Materials and methods
Tissue Samples
One hundred and eight thyroidectomy specimens were selected from the files of the Department of Pathology, University Hospital, Syracuse, NY between 1999 and 2005. These consisted of 51 papillary thyroid carcinomas (including 20 classic papillary thyroid carcinomas, 10 follicular variants and 21 papillary microcarcinomas) and 57 benign thyroid lesions (including 10 normal thyroids, 10 cellular adenomatous nodules, eight Graves disease, four papillary hyperplastic nodules, six follicular adenomas and 19 cases of Hashimoto's thyroiditis). All cases had hematoxylin & eosin (H&E) stains available for review and paraffin blocks for immunohistochemical staining. The H&E slides were reviewed by all authors independently and the diagnosis were agreed upon using well-established histopathologic criteria. All authors independently reviewed the H&E-stained sections and interpreted immunohistochemical staining results. Any disagreement in the histopathologic diagnosis or differences in interpreting the immunostaining results were resolved by consensus. Ten cases of papillary thyroid carcinoma were initially stained with HBME1, CK19, FN1, Ki-67, Calretinin, p16, SFTPB, CITED1, CST6 and EPS8. Of these, the most useful and discriminatory markers were HBME1, CK19 and FN1. Only these three markers were then further evaluated in all cases (n=108).
Immunohistochemistry
Immunohistochemistry was performed on formalin-fixed, paraffin-embedded (4-μm thick) sections using a standard technique (streptavidin–biotin–peroxidase technique) with appropriate positive and negative controls. The following panel of antibodies was used: HBME1 (Dako, M3505, 1:50), CK19 (Neomarkers, Ks19.1, 1:50), FN1 (Dako, A0245, 1:2000), Ki-67 (Biogenex, Ki88, 1:40), CITED1 (Neomarkers, RP-9219-P, 1:50), SFTPB (Neomarkers, ES-CD3, 1:30), Calretinin (Zymed, PAD:DC8, 1:50), p16 (Neomarkers, 16P07, 1:100) CST6 (Abcam, AB11201, 1:10) and EPS8 (Abgent, AP8148a, 1:10). On appropriate negative controls, primary antibody was substituted with Tris-buffered saline. For all antibodies, immunoreactivity was considered positive if >10% of follicular epithelial cells stained.13 The following staining patterns were considered positive: for HBME1, membrane staining along lateral and abluminal surfaces;13 for Ki-67 and p16, nuclear expression and for CK19, FN1, CITED1, Calretinin, SFTPB, CST6 and EPS8, cytoplasmic expression.
Results
The results of immunohistochemical staining in papillary thyroid carcinoma are summarized in Table 1. Forty-nine out of 51 (96%) papillary thyroid carcinomas were positive for HBME1 (Figures 1, 2 and 3) whereas the adjacent normal thyroid tissue was consistently negative. Only membranous (basolateral) staining was considered positive. Although cytoplasmic or luminal membrane staining was observed in many cases, these patterns of staining without basolateral membrane staining were not considered positive. Membrane staining with HBME1 was strong, with a cleanly negative background.
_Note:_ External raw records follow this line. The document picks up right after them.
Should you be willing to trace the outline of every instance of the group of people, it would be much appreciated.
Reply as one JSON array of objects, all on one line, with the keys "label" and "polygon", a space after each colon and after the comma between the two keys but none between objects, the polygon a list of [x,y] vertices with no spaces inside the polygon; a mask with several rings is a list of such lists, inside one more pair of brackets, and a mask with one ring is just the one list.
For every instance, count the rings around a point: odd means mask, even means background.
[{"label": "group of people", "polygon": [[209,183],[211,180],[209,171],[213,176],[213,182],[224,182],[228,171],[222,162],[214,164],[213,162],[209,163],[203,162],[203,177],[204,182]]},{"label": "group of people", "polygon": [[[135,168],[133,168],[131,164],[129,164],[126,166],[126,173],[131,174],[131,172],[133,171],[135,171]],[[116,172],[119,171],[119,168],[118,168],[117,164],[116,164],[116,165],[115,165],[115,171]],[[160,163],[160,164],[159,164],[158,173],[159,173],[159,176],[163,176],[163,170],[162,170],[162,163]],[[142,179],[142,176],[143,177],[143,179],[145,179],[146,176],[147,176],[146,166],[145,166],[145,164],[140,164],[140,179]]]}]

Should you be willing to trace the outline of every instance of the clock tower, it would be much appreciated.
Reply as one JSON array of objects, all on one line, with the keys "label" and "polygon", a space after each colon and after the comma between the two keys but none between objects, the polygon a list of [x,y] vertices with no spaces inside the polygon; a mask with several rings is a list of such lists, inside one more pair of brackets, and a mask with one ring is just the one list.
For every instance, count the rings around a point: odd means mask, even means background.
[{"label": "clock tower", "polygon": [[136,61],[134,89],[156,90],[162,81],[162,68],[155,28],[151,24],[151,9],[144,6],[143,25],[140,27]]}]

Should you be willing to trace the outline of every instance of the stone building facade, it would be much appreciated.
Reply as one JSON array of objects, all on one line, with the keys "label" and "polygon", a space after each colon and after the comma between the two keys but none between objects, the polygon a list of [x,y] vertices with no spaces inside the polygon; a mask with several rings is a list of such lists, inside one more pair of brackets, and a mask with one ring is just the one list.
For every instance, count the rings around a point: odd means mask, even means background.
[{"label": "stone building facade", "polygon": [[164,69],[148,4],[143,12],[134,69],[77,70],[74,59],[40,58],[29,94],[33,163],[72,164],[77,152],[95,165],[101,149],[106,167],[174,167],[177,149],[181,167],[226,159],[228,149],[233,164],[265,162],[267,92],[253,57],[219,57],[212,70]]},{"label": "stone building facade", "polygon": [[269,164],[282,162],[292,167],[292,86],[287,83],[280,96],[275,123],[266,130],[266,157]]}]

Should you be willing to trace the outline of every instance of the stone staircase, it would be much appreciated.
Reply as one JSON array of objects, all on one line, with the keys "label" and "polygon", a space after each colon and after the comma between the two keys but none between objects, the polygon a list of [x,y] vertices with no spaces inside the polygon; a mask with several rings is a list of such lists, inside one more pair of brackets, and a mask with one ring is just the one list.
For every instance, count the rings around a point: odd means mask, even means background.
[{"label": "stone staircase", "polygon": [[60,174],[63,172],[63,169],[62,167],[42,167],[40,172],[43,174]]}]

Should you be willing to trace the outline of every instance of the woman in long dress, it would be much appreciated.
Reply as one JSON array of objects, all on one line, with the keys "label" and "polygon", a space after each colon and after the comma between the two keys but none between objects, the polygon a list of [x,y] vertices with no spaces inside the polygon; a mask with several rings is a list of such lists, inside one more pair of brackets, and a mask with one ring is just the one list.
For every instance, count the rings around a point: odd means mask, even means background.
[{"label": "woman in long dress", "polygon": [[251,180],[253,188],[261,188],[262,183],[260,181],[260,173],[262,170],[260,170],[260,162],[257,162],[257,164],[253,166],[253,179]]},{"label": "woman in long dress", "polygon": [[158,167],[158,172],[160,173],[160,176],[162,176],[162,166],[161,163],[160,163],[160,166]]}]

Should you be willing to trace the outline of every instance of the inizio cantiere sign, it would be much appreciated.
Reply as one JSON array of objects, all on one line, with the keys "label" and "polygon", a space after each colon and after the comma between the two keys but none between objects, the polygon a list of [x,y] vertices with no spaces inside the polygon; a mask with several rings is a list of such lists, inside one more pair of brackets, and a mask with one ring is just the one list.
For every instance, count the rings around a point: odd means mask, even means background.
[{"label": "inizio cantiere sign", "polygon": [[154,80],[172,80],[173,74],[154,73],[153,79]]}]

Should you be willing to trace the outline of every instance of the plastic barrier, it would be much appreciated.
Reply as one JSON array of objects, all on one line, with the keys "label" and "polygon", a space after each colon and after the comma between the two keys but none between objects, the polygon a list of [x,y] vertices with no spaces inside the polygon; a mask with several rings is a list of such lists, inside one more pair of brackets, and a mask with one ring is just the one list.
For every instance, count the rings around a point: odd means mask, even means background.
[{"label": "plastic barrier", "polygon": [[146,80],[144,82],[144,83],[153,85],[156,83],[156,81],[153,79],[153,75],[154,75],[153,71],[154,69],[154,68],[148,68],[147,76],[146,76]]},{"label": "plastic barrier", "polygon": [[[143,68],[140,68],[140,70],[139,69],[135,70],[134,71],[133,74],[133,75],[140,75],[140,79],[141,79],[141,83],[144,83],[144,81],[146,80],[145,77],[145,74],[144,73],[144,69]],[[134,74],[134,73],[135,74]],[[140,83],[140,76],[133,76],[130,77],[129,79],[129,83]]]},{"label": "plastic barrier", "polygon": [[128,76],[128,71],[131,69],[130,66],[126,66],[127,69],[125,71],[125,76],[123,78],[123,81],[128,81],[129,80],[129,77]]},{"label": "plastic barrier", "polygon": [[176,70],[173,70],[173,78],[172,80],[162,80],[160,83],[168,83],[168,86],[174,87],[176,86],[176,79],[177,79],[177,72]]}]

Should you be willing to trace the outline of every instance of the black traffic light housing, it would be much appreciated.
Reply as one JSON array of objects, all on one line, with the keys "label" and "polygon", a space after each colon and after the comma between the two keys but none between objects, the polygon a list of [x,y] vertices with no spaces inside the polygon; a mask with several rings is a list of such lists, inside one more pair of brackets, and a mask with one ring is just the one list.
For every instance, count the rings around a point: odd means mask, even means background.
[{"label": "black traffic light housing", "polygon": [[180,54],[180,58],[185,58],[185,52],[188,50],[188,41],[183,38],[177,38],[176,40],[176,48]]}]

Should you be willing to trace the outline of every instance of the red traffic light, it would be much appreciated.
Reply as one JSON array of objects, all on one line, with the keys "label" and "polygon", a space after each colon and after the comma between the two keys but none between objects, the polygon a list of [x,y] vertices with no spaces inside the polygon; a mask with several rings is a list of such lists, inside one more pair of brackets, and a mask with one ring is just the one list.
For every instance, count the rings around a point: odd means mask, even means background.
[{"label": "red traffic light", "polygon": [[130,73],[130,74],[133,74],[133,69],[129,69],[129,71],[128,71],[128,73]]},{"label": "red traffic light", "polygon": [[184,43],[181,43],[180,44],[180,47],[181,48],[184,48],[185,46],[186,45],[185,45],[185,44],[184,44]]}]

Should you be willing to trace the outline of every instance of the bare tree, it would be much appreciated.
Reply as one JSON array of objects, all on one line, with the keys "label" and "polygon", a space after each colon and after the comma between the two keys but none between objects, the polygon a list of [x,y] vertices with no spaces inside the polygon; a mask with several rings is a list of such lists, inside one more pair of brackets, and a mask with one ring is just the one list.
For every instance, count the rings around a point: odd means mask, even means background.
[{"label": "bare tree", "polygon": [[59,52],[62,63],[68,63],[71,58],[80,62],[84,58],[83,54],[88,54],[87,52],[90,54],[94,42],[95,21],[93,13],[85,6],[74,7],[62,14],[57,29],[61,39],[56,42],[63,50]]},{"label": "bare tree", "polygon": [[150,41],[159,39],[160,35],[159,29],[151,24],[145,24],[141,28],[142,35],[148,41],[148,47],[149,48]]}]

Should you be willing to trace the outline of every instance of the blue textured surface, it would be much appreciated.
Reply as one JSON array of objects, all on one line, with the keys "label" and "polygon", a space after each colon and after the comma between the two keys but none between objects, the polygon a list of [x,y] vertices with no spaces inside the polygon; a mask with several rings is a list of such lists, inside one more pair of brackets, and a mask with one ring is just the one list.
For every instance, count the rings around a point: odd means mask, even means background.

Papillary thyroid carcinoma, classic. (a) Hematoxylin-eosin (H&E) (× 100). (b) Strong membrane staining for HBME1 (× 100). (c) Cytoplasmic and membrane positivity for CK19 (× 100).
Follicular variant of papillary thyroid carcinoma. (a) H&E (× 100). (b) Membrane positivity for HBME1 (× 100). (c) Positive staining for CK19 (× 100).
Papillary microcarcinoma. (a) H&E (× 100). (b) Tumor cells are positive for HBME1 (× 100). (c) Strong cytoplasmic positivity for CK19 (× 100).
Table 2 shows the results of immunohistochemical staining in benign thyroid lesions. HBME1 stained only 4/57 (7%); positive staining was only observed in Hashimoto's thyroiditis (four of 19 cases). These cases showed strong membrane staining for HBME1 in small foci of non-Hürthle epithelial cells. In three of these four cases, the HBME1-positive epithelial foci showed some nuclear features of papillary thyroid carcinoma such as clearing, occasional grooves and slight overlapping, but these changes were not sufficiently well developed to allow a clear-cut morphologic diagnosis of papillary thyroid carcinoma. In the fourth case, nuclear features of papillary thyroid carcinoma were not identified in the HBME1-positive areas.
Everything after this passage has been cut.